Items	Accuracy (%)	Sensitivity (%)	Specificity (%)	F-Score (%)	AUC
Mean	80.8 ± 0.9	81.5 ± 0.5	81.1 ± 0.5	81.0 ± 0.4	0.81 ± 0.06
Max	83.6 ± 0.6	82.2 ± 0.4	84.0 ± 0.6	82.5 ± 0.4	0.82 ± 0.08
Concat	84.5 ± 0.3	82.9 ± 0.4	85.3 ± 0.3	83.1 ± 0.5	0.84 ± 0.06
Attention	91.6 ± 0.3	91.5 ± 0.2	92.1 ± 0.1	91.4 ± 0.3	0.91 ± 0.02

Finally, we compared the impact of different CNN backbones on the DANet. The experimental results are shown in Table 6. We first compared Xception with the most commonly used ResNet50 and Inception-V3, DANet with Xception as CNN backnone achieved better performance. Although classification performance was the focus of our study, we also considered the model size and computational cost. Therefore, we also compared Xception with the lightweight network architecture MobileNet-V2 [53], and there was only a small difference in their classification performance. This may be attributed to both Xception and MobileNet being based on depth-wise convolution. In actual use, MobileNet-V2 is also a good choice for CNN Backbone.

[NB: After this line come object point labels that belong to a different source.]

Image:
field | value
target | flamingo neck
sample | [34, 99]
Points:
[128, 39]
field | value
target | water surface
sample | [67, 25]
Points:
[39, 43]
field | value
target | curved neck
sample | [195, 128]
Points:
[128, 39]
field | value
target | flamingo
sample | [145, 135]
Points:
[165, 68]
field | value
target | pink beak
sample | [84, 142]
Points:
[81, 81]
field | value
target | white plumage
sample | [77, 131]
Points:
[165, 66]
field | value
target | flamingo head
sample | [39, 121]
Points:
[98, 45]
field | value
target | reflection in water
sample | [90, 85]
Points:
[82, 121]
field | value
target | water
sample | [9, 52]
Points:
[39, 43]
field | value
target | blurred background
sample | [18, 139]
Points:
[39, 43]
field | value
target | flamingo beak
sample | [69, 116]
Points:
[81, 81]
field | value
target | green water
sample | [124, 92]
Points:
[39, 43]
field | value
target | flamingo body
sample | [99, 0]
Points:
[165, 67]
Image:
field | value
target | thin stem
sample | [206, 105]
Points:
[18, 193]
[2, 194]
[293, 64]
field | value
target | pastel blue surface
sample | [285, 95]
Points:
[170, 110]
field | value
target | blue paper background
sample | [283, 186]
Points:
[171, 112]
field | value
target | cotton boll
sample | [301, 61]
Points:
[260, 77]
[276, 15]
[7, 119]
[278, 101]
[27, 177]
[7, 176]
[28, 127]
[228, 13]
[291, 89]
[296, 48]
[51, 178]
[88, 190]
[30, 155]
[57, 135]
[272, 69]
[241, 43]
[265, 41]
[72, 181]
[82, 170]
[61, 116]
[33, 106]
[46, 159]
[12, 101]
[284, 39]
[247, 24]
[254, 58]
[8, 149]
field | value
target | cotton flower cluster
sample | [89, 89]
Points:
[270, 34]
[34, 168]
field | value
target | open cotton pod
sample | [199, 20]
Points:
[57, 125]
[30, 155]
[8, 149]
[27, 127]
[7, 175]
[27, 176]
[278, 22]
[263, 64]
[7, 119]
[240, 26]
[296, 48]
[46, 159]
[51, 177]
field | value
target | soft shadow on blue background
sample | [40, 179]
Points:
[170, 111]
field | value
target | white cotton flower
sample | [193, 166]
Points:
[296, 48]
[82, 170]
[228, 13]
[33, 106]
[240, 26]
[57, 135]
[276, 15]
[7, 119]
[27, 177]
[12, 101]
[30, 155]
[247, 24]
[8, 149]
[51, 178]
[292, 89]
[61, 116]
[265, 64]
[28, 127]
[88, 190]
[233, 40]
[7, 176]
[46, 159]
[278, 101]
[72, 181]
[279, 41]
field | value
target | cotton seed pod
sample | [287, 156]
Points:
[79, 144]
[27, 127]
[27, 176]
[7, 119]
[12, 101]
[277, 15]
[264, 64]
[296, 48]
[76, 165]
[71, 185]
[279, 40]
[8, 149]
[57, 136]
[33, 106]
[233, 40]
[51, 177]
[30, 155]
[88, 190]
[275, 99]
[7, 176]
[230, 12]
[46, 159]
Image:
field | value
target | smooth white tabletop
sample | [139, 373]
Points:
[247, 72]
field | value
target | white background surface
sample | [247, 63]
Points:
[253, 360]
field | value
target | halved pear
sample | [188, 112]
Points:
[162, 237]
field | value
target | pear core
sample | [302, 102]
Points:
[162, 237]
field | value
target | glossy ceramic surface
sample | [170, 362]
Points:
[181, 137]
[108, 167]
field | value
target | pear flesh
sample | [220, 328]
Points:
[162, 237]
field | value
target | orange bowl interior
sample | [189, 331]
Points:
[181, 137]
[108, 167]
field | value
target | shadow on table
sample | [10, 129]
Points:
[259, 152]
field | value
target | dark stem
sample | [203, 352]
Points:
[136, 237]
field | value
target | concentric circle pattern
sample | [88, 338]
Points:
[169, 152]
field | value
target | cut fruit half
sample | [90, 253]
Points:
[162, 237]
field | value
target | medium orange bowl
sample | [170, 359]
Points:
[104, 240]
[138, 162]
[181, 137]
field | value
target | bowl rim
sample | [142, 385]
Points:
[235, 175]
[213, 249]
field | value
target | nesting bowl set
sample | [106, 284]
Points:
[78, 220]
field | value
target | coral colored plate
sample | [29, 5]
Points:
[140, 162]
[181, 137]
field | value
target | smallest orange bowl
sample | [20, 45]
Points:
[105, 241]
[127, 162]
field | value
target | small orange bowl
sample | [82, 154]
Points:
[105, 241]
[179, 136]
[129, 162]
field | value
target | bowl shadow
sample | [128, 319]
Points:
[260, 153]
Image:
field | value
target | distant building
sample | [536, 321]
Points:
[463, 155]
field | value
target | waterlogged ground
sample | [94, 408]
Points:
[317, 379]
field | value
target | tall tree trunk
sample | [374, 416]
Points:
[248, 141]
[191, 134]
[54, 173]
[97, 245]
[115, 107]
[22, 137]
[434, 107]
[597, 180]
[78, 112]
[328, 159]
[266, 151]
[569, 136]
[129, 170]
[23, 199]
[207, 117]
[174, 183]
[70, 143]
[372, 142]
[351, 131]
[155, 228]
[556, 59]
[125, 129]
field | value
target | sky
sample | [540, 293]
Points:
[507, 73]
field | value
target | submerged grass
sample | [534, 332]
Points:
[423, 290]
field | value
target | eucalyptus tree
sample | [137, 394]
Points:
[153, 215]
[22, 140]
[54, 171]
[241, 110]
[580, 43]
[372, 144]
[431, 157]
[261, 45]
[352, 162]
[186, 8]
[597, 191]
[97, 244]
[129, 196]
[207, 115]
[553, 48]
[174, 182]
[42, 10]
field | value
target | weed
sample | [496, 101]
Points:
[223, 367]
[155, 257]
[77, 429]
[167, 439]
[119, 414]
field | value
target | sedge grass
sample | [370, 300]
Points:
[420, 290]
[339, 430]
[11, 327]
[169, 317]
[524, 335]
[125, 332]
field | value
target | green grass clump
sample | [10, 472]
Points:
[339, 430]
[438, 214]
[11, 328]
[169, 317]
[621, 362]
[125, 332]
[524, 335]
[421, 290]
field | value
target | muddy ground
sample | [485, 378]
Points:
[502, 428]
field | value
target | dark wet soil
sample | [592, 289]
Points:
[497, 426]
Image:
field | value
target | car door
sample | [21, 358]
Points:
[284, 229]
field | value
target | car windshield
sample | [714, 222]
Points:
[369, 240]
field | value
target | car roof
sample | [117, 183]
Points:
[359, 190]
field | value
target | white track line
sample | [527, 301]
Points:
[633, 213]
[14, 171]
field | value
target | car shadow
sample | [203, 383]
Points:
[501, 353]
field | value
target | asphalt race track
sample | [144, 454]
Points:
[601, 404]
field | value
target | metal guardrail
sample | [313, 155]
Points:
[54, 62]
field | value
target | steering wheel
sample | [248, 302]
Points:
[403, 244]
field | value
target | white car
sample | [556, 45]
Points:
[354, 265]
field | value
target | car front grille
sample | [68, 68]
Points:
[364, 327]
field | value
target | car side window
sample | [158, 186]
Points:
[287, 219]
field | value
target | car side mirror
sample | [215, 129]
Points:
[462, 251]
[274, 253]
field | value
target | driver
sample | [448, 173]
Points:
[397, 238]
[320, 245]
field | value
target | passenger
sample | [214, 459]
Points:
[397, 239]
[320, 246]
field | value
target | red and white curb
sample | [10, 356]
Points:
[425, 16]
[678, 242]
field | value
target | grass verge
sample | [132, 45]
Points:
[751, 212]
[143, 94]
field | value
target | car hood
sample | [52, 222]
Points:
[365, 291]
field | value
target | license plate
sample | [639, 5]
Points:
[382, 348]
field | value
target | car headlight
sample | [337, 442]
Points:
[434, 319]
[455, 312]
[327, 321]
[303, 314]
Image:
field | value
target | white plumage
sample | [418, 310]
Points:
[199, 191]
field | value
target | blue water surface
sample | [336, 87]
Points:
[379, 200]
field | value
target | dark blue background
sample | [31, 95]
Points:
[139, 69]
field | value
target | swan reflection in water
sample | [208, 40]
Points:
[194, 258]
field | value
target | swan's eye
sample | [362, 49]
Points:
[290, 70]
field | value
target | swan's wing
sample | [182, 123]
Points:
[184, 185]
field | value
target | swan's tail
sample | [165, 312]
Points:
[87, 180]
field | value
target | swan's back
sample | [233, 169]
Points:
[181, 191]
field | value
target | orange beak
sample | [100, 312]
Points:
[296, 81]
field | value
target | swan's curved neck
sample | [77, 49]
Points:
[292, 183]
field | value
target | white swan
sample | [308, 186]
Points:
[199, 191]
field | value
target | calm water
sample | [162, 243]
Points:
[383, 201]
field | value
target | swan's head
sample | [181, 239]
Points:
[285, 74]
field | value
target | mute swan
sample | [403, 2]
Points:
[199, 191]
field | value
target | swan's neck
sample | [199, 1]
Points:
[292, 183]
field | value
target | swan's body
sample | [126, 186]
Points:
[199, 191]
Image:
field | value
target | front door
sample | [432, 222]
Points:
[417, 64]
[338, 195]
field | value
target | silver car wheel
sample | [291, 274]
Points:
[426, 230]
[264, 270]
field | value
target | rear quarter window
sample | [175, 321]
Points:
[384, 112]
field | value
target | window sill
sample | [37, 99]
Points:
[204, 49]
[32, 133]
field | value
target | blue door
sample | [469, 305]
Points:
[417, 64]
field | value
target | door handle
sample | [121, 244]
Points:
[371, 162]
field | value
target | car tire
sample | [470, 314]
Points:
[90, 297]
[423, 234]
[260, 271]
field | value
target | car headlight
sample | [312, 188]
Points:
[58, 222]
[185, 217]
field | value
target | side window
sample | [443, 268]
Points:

Table 6. Ablation study on CNN backbones.

Items	Accuracy (%)	Sensitivity (%)	Specificity (%)	F-Score (%)	AUC
ResNet50	89.5 ± 0.6	90.9 ± 0.5	91.1 ± 0.6	89.9 ± 0.5	0.90 ± 0.05
Inception-V3	89.8 ± 0.4	90.5 ± 0.6	88.5 ± 0.3	89.7 ± 0.5	0.89 ± 0.02
MobileNet-V2	91.2 ± 0.2	90.4 ± 0.2	92.3 ± 0.1	91.0 ± 0.3	0.92 ± 0.03
Xception	91.6 ± 0.3	91.5 ± 0.2	92.1 ± 0.1	91.4 ± 0.3	0.91 ± 0.02

5. Conclusions

In this paper, we proposed a Divide-and-Attention network for HE-stained pathological image classification. We integrated image semantic segmentation into the framework of image classification. The results of the segmentation were used to decompose the target region of the original image. With such decomposed images, the DANet first performs feature learning independently in each branch, and then focuses on the most important feature representation through branch selection attention. In this way, the DANet is able to learn more representative features with respect to different structures and adaptively focus on the most important ones. In addition, for better feature learning, we introduced deep canonical correlation analysis (DCCA) loss to maximize the correlation of different branches and extract common components, which act as the branch fusion attention. Extensive experiments on different pathological image datasets showed that the proposed framework achieved competitive results. The DANet achieved an average classification accuracy of 92.5% in breast cancer classification, 95.33% in colorectal cancer grading, and 91.6% in breast cancer grading tasks, respectively. The paradigm behind Divide-and-Attention is general, which can be extended to other image analysis problems.